Joseph Epstein conclut que le rôle de l’Arménie en tant que corridor de transit revêt une importance directe pour les intérêts américains : le corridor intermédiaire, principale voie commerciale terrestre reliant l’Asie de l’Est à l’Europe en contournant la Russie et l’Iran, traverse actuellement l’Azerbaïdjan, la Géorgie et la Turquie. Toutefois, l’orientation croissante de la Géorgie vers Moscou sous le parti au pouvoir Rêve géorgien remet en question la fiabilité de cette route. Dans ce contexte, l’Arménie pourrait servir d’alternative essentielle.
« Pashinyan avait anticipé cela lorsqu’en octobre 2023, il lança l’initiative du “Carrefour de la paix”, imaginant l’Arménie comme un maillon régional essentiel grâce à la restauration des lignes ferroviaires, des autoroutes, des oléoducs et des réseaux électriques. Pendant des décennies, l’isolement régional de l’Arménie résultait de la fermeture de ses frontières avec la Turquie et l’Azerbaïdjan, en raison du conflit du Haut-Karabakh. Aujourd’hui, avec un accord de paix susceptible de rouvrir prochainement ces frontières, l’Arménie dispose d’une occasion unique de s’imposer comme un corridor stratégique entre l’Est et l’Ouest, d’autant plus que les routes passant par la Russie, l’Iran et la mer Rouge perdent en stabilité à cause des conflits mondiaux», souligne l’auteur.

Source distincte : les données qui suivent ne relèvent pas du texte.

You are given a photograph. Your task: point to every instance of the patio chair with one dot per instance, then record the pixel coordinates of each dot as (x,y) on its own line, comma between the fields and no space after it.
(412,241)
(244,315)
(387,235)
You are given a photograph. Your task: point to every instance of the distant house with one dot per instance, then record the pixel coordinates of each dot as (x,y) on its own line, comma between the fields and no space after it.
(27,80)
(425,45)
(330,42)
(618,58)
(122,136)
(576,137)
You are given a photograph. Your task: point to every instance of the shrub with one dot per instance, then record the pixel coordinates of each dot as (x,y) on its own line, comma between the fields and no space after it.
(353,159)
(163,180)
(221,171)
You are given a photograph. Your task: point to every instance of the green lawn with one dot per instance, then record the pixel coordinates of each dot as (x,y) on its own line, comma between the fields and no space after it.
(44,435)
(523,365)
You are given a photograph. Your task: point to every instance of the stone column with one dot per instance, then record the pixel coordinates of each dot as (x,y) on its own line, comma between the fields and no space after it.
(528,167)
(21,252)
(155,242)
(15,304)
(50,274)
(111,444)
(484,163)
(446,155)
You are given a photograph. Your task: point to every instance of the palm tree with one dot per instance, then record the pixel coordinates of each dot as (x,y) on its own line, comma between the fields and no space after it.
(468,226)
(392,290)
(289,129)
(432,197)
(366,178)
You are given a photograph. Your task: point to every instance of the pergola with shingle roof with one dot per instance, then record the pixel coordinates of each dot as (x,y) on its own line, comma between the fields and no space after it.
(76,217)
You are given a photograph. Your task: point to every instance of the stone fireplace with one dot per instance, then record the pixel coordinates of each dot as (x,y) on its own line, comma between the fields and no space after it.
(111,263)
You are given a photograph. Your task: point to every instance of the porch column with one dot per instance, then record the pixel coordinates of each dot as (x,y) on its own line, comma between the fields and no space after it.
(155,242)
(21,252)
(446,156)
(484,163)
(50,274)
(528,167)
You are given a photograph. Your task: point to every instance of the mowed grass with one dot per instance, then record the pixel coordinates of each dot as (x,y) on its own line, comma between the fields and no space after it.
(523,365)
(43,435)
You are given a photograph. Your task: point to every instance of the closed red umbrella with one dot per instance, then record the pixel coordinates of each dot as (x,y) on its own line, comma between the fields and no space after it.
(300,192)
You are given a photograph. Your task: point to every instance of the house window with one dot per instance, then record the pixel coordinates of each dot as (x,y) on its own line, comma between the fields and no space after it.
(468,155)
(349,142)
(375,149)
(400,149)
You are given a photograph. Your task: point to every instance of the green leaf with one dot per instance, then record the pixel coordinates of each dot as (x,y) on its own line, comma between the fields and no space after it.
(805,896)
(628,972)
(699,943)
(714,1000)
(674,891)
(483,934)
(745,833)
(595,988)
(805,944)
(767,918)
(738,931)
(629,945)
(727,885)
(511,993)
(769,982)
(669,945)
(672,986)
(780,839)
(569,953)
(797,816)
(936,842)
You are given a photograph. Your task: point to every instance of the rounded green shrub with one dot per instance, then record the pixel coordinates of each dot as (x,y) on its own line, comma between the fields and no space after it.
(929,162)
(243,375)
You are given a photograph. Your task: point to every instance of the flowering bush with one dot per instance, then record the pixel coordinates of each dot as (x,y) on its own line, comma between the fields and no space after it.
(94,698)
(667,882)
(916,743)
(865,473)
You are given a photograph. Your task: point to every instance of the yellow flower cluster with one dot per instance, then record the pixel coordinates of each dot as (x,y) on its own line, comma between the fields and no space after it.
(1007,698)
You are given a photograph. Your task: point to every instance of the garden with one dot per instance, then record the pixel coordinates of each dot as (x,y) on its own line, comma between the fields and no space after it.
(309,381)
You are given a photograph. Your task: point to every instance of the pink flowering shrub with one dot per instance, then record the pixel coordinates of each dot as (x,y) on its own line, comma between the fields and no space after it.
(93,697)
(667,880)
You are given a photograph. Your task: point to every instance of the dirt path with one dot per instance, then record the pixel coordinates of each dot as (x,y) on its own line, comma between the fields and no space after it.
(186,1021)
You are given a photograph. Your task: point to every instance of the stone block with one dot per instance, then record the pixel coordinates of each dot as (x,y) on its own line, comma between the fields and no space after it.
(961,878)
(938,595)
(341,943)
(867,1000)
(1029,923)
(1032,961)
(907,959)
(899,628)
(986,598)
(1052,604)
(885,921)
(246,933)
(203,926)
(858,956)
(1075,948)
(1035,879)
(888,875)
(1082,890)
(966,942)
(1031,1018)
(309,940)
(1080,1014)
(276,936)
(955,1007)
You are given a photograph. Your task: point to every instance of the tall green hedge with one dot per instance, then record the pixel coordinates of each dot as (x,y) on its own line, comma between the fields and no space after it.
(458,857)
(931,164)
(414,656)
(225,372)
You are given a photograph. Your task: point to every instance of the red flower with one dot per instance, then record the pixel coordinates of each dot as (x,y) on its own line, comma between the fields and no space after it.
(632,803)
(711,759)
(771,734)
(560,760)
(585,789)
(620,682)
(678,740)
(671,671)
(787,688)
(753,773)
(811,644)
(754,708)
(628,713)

Il ajoute que «Moscou ne restera probablement pas à l’écart», car l’ambassadeur de Russie, Sergueï Kopirkin, a clairement déclaré que la Russie «non seulement ne quitte pas le Caucase du Sud, mais ne relâche pas non plus son attention ni à l’égard de la situation régionale, ni envers la République d’Arménie, pays frère et allié», ajoutant que la base militaire russe 102 à Gyumri demeure «la principale structure soutenant la sécurité de l’Arménie».
Epstein écrit que la Russie, autrefois considérée comme l’allié irremplaçable de l’Arménie, a subi une chute spectaculaire de confiance publique : en 2019, 93 % des Arméniens qualifiaient les relations Erevan-Moscou de «bonnes», alors qu’en septembre 2024, ce chiffre était tombé à seulement 35 %. Beaucoup considèrent la Russie comme un pays ayant trahi l’Arménie durant le conflit du Karabakh. La situation est encore pire pour les politiciens pro-russes, tels que l’ancien président Robert Kotcharyan, dont la cote de popularité n’atteint désormais que 2 %.
«Si Moscou parvient à destituer Pashinyan, elle utilisera probablement le mécontentement et le nationalisme arméniens pour relancer le conflit avec l’Azerbaïdjan, exploitant l’instabilité afin de dresser les deux pays l’un contre l’autre et de les maintenir dépendants de l’influence russe, comme elle l’avait fait autrefois au Karabakh. Aider Pachinian à réussir ne signifie donc pas simplement assurer la survie d’un dirigeant pour Washington : Pashinyan cela revient à prouver que la paix et la souveraineté peuvent coexister dans l’espace post-soviétique. L’avenir de l’Arménie et peut-être la stabilité du Caucase du Sud en dépendent», conclut Joseph Epstein.